Transitional Safeguarding in Further Education: Why It Matters and How the UK Narrative Must Evolve

Published on: Oct 13, 2025
Transitional Safeguarding in Further Education: Why It Matters and How the UK Narrative Must Evolve

The concept of transitional safeguarding is gaining traction within policy and practice circles, yet its application in the Further Education (FE) and post-16 sector remains underdeveloped.

Transitional safeguarding refers to an approach that recognises the fluid and connected nature of adolescence and young adulthood, and the unique risks, vulnerabilities, and needs of young people at this critical life stage. This is particularly crucial in FE settings, where students aged 16–25 often fall between the cracks of children's and adult services. To truly safeguard this age group, the UK's safeguarding narrative must shift from rigid age-based thresholds to a more nuanced, developmental, and relational understanding of vulnerability and risk.

Further Education and post-16 providers are well-placed to champion the importance of multi-agency working, because of their close proximity to the issues affecting young people. Their efforts, however, must be supported by robust data-sharing practices and clear, coordinated processes. While these providers play a crucial role as boundary spanners (across health, care, and justice systems) their impact is limited without systemic support. It is essential that policymakers urgently recognise and act on this, embedding these approaches within a broader, joined-up strategy.

Why Transitional Safeguarding is Crucial in Further Education

Traditional safeguarding frameworks are often split into two distinct categories: children's safeguarding (under 18) and adult safeguarding (18+). This binary approach fails to reflect the reality of young people’s lives. Students in FE, especially those aged 16–25 may experience ongoing or emerging risks such as exploitation, homelessness, mental health crises, or coercive relationships. When they turn 18, young people can face reduced support or even complete withdrawal of support, despite continued vulnerability.

FE institutions educate a diverse population, including care leavers, young carers, students with SEND, those involved in the youth justice system, and others facing complex social and psychological challenges. These learners often require sustained, consistent safeguarding support that bridges adolescence and early adulthood, rather than one that terminates at an arbitrary age.

Without a Transitional Safeguarding approach, FE settings risk missing opportunities for early intervention. Young adults in these institutions are often navigating newfound independence while still processing trauma or developmental needs. Ensuring that safeguarding measures are responsive to this reality could prevent longer-term harm and help embed a culture of resilience and self-advocacy.

So, What is Stopping Effective Transitional Safeguarding?

Children’s and adults’ services are commissioned and delivered separately, often with different thresholds, priorities, and professional cultures. This makes collaboration often difficult, and FE providers are frequently left to coordinate complex cases without adequate support.

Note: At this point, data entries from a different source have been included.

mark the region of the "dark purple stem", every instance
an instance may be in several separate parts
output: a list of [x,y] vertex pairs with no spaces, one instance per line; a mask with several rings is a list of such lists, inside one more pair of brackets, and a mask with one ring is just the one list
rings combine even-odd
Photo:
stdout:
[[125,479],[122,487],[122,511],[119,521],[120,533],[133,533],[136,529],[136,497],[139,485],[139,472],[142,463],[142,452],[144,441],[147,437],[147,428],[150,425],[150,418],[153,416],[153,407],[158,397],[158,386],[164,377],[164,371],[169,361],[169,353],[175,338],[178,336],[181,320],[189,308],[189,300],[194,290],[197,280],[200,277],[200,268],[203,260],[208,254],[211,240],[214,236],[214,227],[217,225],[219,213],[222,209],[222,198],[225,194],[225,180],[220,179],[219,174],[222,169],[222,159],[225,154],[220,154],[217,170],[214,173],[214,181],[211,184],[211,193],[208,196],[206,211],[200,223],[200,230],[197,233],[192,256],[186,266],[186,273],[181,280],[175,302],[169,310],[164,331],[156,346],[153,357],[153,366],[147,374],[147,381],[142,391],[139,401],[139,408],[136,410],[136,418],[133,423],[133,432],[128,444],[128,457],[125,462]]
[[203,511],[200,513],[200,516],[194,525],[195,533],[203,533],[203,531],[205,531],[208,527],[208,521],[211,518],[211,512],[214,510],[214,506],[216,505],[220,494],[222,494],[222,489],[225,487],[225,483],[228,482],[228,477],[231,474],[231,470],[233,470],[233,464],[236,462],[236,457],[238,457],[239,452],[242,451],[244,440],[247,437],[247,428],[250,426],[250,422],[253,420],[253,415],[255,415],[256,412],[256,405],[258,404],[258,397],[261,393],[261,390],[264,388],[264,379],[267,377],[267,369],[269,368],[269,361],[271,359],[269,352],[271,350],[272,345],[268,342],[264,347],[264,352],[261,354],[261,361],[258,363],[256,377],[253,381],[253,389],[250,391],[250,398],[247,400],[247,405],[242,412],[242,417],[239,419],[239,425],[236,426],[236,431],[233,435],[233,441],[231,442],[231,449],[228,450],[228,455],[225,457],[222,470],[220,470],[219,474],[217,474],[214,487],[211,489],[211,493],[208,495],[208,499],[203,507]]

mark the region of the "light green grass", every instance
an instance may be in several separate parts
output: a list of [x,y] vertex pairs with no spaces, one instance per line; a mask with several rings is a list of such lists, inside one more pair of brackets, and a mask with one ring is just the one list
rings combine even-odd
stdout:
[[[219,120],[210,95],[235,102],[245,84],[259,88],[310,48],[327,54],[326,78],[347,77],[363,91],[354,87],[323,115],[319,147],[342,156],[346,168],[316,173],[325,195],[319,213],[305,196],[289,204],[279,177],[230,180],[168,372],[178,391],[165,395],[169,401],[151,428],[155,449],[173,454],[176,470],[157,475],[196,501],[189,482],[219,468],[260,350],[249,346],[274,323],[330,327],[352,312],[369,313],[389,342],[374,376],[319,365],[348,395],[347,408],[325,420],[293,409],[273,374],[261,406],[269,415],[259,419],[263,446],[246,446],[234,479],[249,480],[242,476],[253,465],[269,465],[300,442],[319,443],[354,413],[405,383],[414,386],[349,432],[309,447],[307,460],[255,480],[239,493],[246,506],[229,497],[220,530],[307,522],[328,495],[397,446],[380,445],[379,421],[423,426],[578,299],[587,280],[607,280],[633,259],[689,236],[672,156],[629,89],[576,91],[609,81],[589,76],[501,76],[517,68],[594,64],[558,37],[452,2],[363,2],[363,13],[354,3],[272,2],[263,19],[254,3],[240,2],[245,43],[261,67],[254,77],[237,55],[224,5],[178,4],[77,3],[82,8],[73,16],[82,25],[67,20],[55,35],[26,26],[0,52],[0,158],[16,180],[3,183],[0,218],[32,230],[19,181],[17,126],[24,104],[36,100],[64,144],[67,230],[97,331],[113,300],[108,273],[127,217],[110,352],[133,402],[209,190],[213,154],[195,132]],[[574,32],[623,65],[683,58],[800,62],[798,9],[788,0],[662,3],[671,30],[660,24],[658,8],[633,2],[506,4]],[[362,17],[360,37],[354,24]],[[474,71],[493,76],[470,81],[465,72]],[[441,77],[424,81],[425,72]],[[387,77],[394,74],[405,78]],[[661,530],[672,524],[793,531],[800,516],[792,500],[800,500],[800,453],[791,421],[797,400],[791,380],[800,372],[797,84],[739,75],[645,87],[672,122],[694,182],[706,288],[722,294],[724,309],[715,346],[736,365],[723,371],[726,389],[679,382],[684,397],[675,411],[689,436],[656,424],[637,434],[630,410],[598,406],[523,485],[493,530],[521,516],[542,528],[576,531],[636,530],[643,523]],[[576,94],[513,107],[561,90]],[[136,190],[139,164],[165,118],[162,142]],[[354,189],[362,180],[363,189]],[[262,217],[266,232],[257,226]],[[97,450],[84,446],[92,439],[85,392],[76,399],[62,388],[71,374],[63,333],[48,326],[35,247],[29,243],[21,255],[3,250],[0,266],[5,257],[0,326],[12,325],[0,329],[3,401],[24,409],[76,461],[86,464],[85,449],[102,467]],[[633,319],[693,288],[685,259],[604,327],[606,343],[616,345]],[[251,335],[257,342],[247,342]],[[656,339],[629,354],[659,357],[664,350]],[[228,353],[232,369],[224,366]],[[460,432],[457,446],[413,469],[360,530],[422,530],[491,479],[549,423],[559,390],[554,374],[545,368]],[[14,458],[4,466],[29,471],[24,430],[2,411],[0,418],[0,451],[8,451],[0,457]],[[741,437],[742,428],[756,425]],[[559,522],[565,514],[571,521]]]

Current safeguarding policy frameworks, such as Keeping Children Safe in Education, do not provide enough clarity or emphasis on the needs of young adults in FE. This results in inconsistent practice and confusion over responsibilities.

Many safeguarding leads and pastoral staff in FE are not adequately trained to address adult safeguarding concerns, particularly where risks are non-criminal but still deeply harmful (e.g., digital exploitation or trauma-related behaviour).

What Needs to Change in the UK Safeguarding Narrative

National safeguarding guidance should explicitly recognise and mandate Transitional Safeguarding approaches, particularly in post-16 education. This includes clearer expectations for local authority engagement with FE providers and better integration between child and adult services.

Safeguarding should be seen not just as risk management, but as relational, contextual, and developmental work. This involves understanding how trauma, social disadvantage, and neurodiversity shape behaviour and vulnerability throughout a young person's transition into adulthood.

The safeguarding narrative must promote systems that share responsibility across education, health, social care, police, and the voluntary sector. This means formalising partnerships and ensuring FE institutions are not left isolated in supporting high-need learners.

Young people’s lived experiences must inform how we design and evaluate safeguarding responses. This includes co-producing policies, peer-support programmes, and ensuring safeguarding interventions empower rather than alienate.

In conclusion, the concept of Transitional Safeguarding challenges the UK’s traditional age-bound safeguarding systems and asks us to do better for young people in Further Education. It urges a shift in narrative—from safeguarding as a statutory tick-box to safeguarding as a relational, developmentally informed practice that bridges adolescence and adulthood. For this to happen, policy, practice, and professional identity must evolve together, guided by the needs and voices of the young people at its heart.

Isabelle King, Director, the Safeguarding Collective.